Las niñas correteban por el monte, intentando elevar al
viento las extrañas maquetas-cometa, bajo la mirada indecisa de su hermana
mayor, que las observaba pensativa; por su mente circulaban mil preguntas, que
derribaban el cuento que su tío les había contado. No cabía duda que su tío les
había mentido, y si aquella historia era falsa, ¿cuántas más lo serían? ¿cuánto
habría de verdad en sus sueños infantiles?

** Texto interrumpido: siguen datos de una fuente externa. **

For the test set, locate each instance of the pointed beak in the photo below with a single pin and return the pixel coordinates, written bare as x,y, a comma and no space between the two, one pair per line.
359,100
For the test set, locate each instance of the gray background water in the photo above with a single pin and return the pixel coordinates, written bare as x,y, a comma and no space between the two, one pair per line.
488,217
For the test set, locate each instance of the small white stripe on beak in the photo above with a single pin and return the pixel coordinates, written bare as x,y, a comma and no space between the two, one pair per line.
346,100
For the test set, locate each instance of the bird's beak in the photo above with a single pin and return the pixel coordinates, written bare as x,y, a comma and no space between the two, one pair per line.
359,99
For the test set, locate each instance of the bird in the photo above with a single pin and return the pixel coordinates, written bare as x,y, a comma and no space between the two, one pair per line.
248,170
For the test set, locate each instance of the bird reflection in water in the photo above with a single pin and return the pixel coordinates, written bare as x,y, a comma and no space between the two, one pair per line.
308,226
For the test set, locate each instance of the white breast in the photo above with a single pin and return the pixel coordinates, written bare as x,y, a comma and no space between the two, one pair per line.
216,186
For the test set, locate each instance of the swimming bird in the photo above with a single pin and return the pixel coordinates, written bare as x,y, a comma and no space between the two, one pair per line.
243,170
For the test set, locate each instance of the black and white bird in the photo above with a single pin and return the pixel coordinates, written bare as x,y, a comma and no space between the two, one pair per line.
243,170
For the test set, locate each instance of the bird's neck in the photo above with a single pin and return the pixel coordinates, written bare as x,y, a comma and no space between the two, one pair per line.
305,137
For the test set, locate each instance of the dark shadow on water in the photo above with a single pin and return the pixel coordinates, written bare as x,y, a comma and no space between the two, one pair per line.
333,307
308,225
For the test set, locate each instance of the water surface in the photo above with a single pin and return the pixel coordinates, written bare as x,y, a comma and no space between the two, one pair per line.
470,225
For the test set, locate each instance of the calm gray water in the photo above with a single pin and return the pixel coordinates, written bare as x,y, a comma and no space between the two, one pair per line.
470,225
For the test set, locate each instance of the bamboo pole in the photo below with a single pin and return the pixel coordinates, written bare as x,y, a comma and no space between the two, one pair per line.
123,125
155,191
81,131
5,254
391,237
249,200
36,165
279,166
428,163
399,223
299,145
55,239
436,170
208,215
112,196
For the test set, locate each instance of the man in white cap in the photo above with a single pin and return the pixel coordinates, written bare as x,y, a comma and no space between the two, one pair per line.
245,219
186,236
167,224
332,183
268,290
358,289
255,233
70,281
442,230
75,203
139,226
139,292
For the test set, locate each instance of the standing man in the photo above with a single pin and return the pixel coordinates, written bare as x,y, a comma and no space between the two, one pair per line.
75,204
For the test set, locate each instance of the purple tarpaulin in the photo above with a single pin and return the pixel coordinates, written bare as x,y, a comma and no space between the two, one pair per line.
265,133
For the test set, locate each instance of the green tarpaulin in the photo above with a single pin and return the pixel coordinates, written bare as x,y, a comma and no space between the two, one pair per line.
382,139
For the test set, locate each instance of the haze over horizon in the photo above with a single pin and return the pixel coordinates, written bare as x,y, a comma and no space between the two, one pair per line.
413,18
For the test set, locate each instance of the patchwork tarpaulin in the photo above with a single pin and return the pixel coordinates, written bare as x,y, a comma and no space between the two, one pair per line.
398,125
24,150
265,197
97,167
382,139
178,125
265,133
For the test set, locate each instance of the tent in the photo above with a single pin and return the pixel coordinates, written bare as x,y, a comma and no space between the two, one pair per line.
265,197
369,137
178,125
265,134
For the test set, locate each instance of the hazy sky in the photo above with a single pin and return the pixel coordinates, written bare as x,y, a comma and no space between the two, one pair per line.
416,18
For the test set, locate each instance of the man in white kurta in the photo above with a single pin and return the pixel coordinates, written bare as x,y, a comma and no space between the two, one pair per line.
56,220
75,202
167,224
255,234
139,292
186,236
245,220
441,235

Y si eran mentira, ¿por qué
perpetuarlos? ¿por qué no contar la verdad a los niños?
El rostro de su hermana mediana le sacó de sus pensamientos.
—¿Te pasa algo, María? ¿Estás mal?
—No —respondió—, sólo estaba pensando.
—¿Y por qué no atraes a las hadas, como nosotras, mientras
piensas?
María la contempló fijamente, y al ver el brillo en los ojos
de su hermana, lo comprendió todo. Mantener vivo aquel brillo, aquel candor, lo
justificaban todo; contar historias, inventar mentiras; e incluso la muerte de
la propia inocencia. Ese era el significado de alcanzar la madurez. Miró a su
hermana, y una sonrisa cariñosa asomó a sus labios:
Y levantando su propia maqueta-cometa, suspiró, jurando
proteger los sueños de sus hermanas, como si fuera lo más sagrado del mundo.